Europa Press/Contacto/Michael Brochstein
MADRID 8 jun. (EUROPA PRESS) -
As autoridades dos Estados Unidos anunciaram nesta segunda-feira novas sanções contra mais de uma centena de funcionários da Nicarágua, bem como contra familiares e pessoas próximas aos copresidentes do país, Daniel Ortega e sua esposa, Rosario Murillo, em resposta à morte do líder indígena Brooklyn Rivera na prisão.
“O governo Trump tomou medidas decisivas para impor restrições adicionais em matéria de vistos a mais de 100 funcionários da ditadura e a seus familiares”, informou o Departamento de Estado em uma decisão que vincula a morte do líder indígena, a quem classifica como “prisioneiro político”.
Dessa forma, Washington insiste que “não ignorará a responsabilidade da ditadura de Murillo-Ortega pela terrível morte do preso político Brooklyn Rivera”. Especificamente, aponta Lumberto Campbell, membro do Conselho Supremo Eleitoral (CSE) e considerado um operador político do casal presidencial, por “participar diretamente na negação de assistência médica” ao preso.

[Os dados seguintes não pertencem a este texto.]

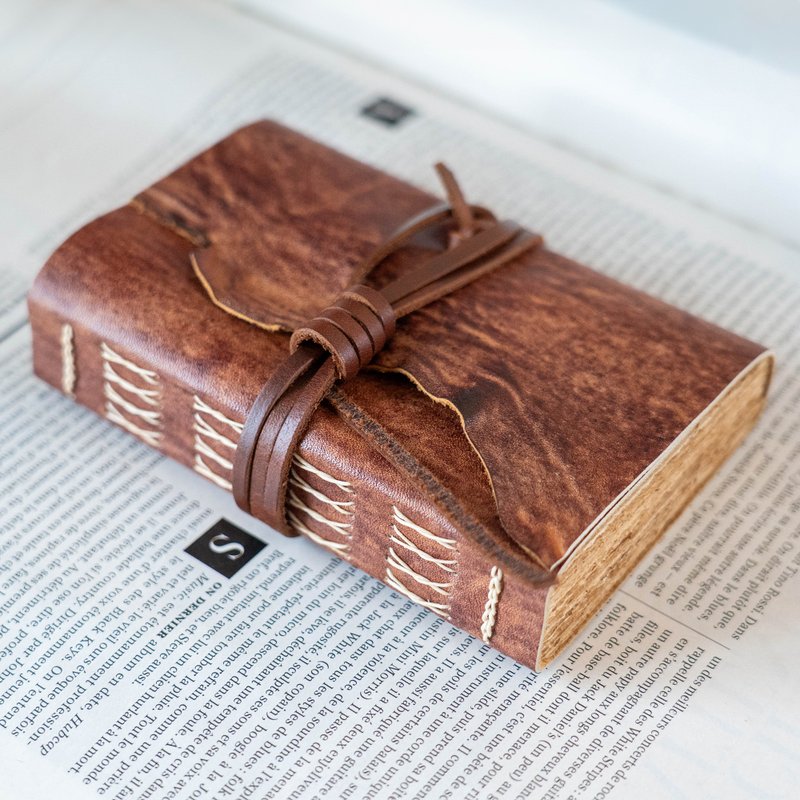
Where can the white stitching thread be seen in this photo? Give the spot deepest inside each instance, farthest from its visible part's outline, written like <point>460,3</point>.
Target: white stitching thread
<point>205,431</point>
<point>395,564</point>
<point>68,372</point>
<point>439,608</point>
<point>401,539</point>
<point>204,408</point>
<point>146,421</point>
<point>145,374</point>
<point>340,506</point>
<point>149,396</point>
<point>309,467</point>
<point>150,416</point>
<point>492,601</point>
<point>295,501</point>
<point>343,507</point>
<point>340,548</point>
<point>148,437</point>
<point>402,519</point>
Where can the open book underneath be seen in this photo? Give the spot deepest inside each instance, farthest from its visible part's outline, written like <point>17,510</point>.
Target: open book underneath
<point>544,420</point>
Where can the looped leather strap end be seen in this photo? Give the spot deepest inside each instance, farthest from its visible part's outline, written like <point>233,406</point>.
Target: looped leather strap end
<point>352,331</point>
<point>345,337</point>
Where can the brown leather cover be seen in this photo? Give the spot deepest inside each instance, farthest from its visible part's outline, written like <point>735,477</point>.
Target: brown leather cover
<point>495,426</point>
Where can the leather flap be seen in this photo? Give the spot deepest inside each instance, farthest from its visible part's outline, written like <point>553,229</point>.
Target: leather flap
<point>568,384</point>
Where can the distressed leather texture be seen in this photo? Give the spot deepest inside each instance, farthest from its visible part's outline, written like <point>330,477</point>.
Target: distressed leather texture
<point>502,418</point>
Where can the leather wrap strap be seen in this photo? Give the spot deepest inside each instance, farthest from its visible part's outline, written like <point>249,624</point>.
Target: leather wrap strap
<point>346,336</point>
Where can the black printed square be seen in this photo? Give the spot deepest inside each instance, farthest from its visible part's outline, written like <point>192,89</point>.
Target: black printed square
<point>387,111</point>
<point>225,548</point>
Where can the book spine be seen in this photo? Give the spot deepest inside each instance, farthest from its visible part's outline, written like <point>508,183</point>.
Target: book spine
<point>395,538</point>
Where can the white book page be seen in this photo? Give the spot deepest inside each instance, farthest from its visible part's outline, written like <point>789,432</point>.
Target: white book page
<point>130,669</point>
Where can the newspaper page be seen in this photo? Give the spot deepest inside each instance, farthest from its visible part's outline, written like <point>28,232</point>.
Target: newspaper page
<point>130,669</point>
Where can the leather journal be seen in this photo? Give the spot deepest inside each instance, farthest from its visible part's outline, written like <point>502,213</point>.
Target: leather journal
<point>495,431</point>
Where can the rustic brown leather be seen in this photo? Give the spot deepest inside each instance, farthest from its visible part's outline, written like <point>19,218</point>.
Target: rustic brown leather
<point>344,338</point>
<point>566,383</point>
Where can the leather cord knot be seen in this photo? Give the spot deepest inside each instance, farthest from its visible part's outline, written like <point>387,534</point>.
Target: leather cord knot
<point>353,330</point>
<point>347,335</point>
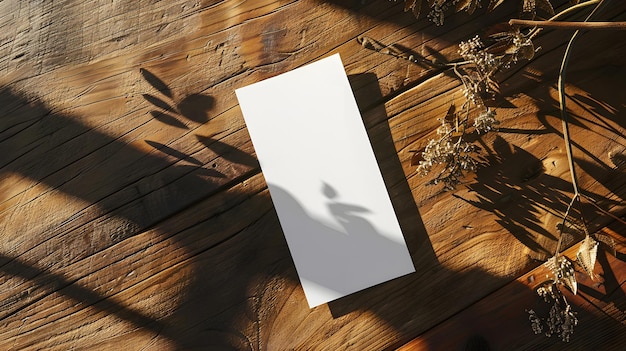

Segundo informa o Departamento liderado por Marco Rubio, com este novo conjunto de restrições, os Estados Unidos mantêm medidas em matéria de vistos contra mais de 2.350 funcionários nicaraguenses e seus familiares por seu “papel cúmplice” na “ditadura” da dupla Ortega e Murillo.
“Os Estados Unidos permanecem ao lado do povo nicaraguense que, assim como Rivera, aspira a ver uma Nicarágua livre”, destacou a diplomacia norte-americana.
Preso pelo governo nicaraguense em 29 de setembro de 2023, as autoridades da Nicarágua confirmaram sua morte em um hospital da capital, Manágua, para onde foi transferido devido à grave deterioração de seu estado de saúde durante a detenção.